Peptides were synthesized by Fmoc chemistry using a multiple peptide synthesizer. As determined by reversed-phase high-performance liquid chromatography the peptides were >90% pure. Peptides were dissolved in DMSO at a concentration of 10 mM, and stored at -20°C.
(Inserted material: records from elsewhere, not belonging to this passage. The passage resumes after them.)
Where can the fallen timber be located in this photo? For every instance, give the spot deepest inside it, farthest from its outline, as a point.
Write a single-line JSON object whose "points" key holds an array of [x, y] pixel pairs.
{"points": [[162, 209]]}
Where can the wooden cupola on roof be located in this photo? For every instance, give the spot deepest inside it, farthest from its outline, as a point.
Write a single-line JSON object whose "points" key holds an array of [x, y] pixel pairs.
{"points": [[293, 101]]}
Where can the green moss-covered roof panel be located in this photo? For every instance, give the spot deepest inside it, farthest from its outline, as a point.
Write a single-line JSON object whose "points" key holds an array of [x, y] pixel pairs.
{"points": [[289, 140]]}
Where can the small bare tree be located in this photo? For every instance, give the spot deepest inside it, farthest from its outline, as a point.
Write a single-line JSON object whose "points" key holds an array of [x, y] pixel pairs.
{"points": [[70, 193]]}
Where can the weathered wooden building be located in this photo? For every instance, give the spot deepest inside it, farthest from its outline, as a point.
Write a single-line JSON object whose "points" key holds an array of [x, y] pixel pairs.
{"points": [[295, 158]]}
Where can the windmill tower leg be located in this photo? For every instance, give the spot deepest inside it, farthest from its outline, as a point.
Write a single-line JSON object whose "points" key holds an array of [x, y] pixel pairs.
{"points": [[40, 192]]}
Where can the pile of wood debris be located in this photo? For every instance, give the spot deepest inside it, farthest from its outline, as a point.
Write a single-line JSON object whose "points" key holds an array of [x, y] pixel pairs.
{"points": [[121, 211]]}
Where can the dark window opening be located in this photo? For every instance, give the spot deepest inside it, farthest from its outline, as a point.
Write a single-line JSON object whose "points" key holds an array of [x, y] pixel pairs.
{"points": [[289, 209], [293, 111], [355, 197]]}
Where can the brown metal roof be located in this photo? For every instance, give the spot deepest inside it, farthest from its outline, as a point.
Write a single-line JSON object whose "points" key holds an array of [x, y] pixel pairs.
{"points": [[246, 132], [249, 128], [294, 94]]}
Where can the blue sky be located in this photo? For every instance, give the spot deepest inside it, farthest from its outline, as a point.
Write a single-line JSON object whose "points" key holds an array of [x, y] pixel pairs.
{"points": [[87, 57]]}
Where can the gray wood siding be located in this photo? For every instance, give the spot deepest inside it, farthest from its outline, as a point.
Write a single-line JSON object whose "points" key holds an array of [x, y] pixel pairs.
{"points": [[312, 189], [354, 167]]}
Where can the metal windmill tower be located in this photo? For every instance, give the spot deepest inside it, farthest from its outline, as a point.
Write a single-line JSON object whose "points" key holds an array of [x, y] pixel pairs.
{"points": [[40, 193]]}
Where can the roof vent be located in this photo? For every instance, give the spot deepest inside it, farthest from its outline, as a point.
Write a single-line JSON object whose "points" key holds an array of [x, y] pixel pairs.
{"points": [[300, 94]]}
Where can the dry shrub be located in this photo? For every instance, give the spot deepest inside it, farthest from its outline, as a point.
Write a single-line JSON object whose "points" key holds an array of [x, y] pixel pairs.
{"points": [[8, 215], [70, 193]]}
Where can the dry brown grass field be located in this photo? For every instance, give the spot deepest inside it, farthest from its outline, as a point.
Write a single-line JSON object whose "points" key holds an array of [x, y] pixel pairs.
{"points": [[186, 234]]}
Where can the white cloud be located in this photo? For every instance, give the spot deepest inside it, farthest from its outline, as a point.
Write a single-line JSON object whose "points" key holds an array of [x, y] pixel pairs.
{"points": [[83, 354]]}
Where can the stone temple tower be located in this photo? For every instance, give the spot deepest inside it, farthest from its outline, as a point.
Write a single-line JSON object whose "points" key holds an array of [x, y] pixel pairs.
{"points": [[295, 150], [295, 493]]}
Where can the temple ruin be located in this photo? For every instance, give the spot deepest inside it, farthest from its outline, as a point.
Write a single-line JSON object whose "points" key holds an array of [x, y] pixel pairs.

Unlabeled and fluorescein-labeled peptides were obtained from J. W. Drijfhout (Leiden University Medical Center, Leiden, the Netherlands).

Cell Culture.
JY and T2 cells were cultured in Iscove’s medium enriched with 5% FCS and antibiotic-antimycotic (all of which were obtained from Life Technologies, Inc., Grand Island, NY). The melanoma cell line, BLM (expressing HLA-A2.1; Ref. 22 ) was transfected with the cDNA of either G250 or gp100 resulting in the cell lines BLM-G250 and BLM-gp100, respectively. The transfected cell lines BLM-G250 and BLM-gp100 were cultured in DMEM (Life Technologies, Inc.) enriched with 5% FCS and antibiotic-antimycotic in the presence of 1 mg/ml G418 (Life Technologies, Inc.). The mouse cell line EL-4 (American Type Culture Collection) was transfected with a DNA construct encoding for the HLA-A2.1K^b chimeric molecule ⁽²³⁾ with and without a DNA construct encoding G250 (EL-4/HLA-A2.1K^b/G250 and EL-4/HLA-A2.1K^b, respectively). These cell lines were maintained in Iscove’s medium with 5% FCS, G418 (1 mg/ml), and hygromycin (0.5 mg/ml).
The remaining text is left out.